2021年09月18日

  • お献立

長月の御献立

皆様はじめまして。
このたびブログ担当になりました鹿野(しかの)と申します。
今後は二見とともに2人で更新してまいりますので、どうぞよろしくお願い致します。

9月もなかばになり、箱根は朝晩が冷えるようになってきました。
最近は夜にスズムシの声が聞こえてきて、秋の訪れを感じます。

遅くなってしまったのですが、そんな秋の始まりを感じる今月のお献立をご紹介します。

先附 ~秋の果実を一皿に添えて~

無花果(いちじく)の冷製スープでございます。
生の無花果と豆乳・カルピスを混ぜ合わせたお料理で、
上には霰蕃茄(あられとまと)やアーモンドなどをあしらっております。
やさしい無花果の風味が特徴の一品です。

無花果にはペクチンという食物繊維が豊富に含まれており、腸内環境改善が期待できる嬉しい食材です!

八寸 ~香り・食感・華やぎ~

月見玉子寄せは、お出汁のゼリーの中に人参のうさぎさんと玉子豆腐のお月様をお入れしております。

合鴨ロースブルーベリーバルサミコは、燻製にした合鴨にバルサミコ酢とブルーベリーを煮詰めたソースをかけております。スモーキーな合鴨とブルーベリーバルサミコがうまく調和しています。

鮎薬膳煮は、桂皮・陳皮・八角などの薬膳と、たまり醤油・紹興酒などを合わせたものに揚げた鮎を入れ、1時間ほど煮ております。お酒が飲みたくなってしまうお味です。

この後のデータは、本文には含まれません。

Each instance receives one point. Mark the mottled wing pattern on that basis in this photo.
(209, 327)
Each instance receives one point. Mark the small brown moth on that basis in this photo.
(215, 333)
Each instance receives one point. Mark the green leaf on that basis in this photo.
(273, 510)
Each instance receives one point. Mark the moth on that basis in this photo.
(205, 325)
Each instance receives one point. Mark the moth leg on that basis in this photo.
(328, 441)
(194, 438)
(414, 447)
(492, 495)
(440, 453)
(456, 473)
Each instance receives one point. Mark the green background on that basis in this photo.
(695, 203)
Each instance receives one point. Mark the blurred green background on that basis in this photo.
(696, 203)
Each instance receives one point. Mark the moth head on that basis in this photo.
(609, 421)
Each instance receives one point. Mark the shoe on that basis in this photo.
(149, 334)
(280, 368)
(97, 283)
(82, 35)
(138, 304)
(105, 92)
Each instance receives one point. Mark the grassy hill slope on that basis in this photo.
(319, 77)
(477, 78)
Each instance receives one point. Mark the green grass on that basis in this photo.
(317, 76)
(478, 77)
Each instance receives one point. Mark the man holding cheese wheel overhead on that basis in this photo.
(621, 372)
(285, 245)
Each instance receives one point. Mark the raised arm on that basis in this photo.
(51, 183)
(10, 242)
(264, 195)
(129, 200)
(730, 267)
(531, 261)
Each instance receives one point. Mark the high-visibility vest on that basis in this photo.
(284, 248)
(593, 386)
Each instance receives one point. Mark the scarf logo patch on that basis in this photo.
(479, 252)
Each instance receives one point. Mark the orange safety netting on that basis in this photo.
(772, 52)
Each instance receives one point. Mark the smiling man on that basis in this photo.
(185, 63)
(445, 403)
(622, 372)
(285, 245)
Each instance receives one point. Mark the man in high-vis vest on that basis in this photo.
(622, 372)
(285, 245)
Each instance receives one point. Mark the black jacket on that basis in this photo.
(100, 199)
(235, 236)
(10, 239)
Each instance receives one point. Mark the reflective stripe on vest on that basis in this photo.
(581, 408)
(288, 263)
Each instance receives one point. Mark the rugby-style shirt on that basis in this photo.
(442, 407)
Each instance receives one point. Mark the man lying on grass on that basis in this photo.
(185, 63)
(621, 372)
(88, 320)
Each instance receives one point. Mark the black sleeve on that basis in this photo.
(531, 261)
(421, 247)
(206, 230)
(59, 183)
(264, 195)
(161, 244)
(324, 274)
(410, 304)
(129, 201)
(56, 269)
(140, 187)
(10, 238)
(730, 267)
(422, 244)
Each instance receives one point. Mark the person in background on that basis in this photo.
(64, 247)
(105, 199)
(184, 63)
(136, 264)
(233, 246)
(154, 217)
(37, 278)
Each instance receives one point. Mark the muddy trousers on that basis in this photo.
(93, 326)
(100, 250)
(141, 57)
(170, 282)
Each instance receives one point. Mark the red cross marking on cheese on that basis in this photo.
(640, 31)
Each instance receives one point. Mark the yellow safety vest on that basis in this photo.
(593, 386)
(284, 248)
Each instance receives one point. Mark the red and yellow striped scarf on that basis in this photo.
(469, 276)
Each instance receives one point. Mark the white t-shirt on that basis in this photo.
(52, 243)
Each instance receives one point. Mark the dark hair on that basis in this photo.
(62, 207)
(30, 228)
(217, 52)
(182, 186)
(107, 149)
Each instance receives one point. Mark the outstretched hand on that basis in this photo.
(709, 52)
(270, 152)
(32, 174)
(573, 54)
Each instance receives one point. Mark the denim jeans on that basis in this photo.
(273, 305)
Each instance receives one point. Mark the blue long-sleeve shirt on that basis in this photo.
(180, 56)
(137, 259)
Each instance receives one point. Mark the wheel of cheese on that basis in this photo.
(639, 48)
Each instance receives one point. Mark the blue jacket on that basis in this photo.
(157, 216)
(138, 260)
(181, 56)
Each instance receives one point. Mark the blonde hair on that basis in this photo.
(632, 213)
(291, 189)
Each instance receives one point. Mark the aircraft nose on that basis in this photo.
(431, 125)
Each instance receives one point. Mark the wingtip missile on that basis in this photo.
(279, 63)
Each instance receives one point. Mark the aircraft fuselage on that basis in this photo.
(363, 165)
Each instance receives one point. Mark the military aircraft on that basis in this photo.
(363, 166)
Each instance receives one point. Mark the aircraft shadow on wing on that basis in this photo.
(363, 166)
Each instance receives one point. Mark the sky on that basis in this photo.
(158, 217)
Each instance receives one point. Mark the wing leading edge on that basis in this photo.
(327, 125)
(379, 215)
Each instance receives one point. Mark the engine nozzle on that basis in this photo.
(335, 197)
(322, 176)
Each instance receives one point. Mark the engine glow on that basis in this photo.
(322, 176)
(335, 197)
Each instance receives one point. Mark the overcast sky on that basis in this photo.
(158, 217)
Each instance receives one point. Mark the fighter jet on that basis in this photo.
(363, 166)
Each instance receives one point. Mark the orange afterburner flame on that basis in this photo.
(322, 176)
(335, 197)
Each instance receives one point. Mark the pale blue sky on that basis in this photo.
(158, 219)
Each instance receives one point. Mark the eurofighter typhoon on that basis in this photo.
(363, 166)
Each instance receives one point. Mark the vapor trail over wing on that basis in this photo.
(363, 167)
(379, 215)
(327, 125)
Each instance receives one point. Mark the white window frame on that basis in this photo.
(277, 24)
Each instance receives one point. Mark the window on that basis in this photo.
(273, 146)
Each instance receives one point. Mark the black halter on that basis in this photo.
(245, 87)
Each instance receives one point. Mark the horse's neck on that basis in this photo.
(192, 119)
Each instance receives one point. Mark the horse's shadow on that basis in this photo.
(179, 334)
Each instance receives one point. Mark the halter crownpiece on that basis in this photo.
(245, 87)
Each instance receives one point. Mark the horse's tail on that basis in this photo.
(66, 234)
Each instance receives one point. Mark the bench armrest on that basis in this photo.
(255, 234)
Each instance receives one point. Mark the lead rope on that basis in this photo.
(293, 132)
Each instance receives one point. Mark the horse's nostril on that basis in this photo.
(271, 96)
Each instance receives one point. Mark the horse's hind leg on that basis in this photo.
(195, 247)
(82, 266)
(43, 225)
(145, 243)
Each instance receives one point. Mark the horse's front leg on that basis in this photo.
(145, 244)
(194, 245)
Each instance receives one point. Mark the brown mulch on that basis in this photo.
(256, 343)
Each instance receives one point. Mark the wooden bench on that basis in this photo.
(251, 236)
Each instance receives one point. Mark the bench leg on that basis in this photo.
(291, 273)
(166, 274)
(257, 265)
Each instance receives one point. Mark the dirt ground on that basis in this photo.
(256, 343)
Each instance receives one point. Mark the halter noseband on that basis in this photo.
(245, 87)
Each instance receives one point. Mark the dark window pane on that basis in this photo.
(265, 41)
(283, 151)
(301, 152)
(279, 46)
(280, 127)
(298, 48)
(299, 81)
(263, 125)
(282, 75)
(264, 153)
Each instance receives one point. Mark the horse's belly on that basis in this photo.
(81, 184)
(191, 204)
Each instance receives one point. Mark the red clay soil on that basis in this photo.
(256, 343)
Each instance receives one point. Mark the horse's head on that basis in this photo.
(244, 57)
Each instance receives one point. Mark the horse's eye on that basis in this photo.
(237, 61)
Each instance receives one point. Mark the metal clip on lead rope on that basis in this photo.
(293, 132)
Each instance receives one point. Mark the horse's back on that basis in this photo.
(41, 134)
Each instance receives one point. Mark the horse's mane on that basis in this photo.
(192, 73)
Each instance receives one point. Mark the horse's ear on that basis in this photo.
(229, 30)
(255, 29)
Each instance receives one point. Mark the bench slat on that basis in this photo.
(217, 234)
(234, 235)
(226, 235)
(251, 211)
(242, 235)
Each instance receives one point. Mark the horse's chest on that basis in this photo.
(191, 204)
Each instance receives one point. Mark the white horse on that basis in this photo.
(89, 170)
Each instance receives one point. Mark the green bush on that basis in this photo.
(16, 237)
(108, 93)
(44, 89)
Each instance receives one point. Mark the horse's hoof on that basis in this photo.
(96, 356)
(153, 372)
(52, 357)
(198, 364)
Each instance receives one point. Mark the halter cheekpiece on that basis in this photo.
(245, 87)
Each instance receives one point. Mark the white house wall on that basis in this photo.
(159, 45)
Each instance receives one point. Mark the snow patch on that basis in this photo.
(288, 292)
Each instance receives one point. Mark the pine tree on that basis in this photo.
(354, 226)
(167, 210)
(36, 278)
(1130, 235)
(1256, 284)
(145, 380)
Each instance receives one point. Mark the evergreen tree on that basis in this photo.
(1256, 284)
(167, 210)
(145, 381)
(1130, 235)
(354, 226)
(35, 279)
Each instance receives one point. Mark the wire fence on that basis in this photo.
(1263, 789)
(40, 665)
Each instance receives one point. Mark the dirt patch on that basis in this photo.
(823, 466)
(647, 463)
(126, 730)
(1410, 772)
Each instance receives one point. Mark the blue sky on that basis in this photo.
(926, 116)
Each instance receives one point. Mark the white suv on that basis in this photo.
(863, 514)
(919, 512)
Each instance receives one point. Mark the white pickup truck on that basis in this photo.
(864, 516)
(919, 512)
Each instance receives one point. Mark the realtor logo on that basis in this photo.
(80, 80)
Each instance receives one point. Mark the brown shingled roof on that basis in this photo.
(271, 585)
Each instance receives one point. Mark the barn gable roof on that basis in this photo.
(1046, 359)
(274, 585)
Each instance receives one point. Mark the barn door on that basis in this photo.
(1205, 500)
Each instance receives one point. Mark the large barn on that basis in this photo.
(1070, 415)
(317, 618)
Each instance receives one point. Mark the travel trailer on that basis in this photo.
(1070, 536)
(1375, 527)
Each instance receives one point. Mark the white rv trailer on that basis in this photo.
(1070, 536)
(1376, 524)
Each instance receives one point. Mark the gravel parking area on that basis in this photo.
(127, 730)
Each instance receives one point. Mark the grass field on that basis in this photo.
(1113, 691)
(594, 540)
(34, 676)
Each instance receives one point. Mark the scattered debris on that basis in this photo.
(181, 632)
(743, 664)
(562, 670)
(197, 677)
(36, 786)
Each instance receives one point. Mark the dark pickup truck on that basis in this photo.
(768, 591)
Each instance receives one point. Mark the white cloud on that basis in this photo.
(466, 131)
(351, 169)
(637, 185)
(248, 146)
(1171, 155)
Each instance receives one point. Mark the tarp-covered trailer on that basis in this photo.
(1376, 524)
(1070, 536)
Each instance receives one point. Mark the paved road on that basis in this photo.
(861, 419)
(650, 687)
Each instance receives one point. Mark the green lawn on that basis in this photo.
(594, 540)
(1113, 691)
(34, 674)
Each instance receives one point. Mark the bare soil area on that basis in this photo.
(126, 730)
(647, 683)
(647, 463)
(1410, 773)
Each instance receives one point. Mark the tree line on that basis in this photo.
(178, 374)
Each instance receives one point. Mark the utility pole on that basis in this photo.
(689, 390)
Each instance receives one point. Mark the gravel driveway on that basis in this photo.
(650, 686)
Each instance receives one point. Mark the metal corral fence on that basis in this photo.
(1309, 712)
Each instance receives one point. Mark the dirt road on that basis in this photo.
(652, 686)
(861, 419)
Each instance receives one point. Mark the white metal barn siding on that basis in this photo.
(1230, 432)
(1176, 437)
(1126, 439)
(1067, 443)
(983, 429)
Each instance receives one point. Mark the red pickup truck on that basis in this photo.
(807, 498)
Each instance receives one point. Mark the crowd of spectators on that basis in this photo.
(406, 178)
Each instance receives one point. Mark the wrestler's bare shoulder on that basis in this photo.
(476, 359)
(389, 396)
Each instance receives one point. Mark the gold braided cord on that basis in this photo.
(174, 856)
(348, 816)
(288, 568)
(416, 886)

                              他にも小松菜煮浸し秋刀魚棒寿司零余子(むかご)真丈銀杏豆腐
                              
をご用意しております。

                              どれからいただくか迷ってしまいますね!

煮物椀 ~一番出汁に想いを乗せて~

萩真丈は秋の代表的なお料理でございます。
本物の萩が入っている…というわけではなく、
小豆を秋の七草「萩」のお花に見立てて、海老・木耳・銀杏・枝豆と一緒に真丈にお入れしております。

秋の七草は万葉集に収められている山上憶良(やまのうえのおくら)の歌が始まりです。
「萩の花 尾花 葛花 撫子の花 女郎花 また藤袴 朝顔の花」
現在でいう「はぎ、すすき、くず、なでしこ、おみなえし、ふじばかま、ききょう」のことです。
                              春の七草とは違い、秋の七草はその美しさを鑑賞して楽しみます。

焼肴 ~富士須川の一品~

足柄金太郎鱒の炙り焼きでございます。
足柄金太郎鱒とは、
足柄山の金太郎発祥の地、静岡県駿東郡(すんとうぐん)小山町(おやまちょう)にて、
須川の水で育ちましたブランドマスのことでございます。
一緒に丸十飴炊きもご用意しております。

野趣あふれるお味をお楽しみ下さい!

合肴 ~森の恵みと薬膳の香り~

茸と太刀魚竜田揚げのお鍋でございます。
きのこは5種類あり、鮑茸(あわびだけ)・舞茸・たもぎ茸・平茸(ひらたけ)・榎木(えのき)が入っております。
お鍋のふたを開けると芳醇なきのこの香りがいっぱいに広がります。

お出汁には黒酢を使い、松の実やクコの実・金針菜(きんしんさい=ユリ科の花)なども入って大変お身体に良いお鍋になっております!
長月のお献立はいかがでしたでしょうか。
まだまだ我慢の期間が長引きそうですが、
はつはなにいらした際は秋の食材をふんだんに使ったお料理をぜひご堪能下さい。


※入荷状況により内容が変わる場合がございます。あらかじめご了承くださいませ。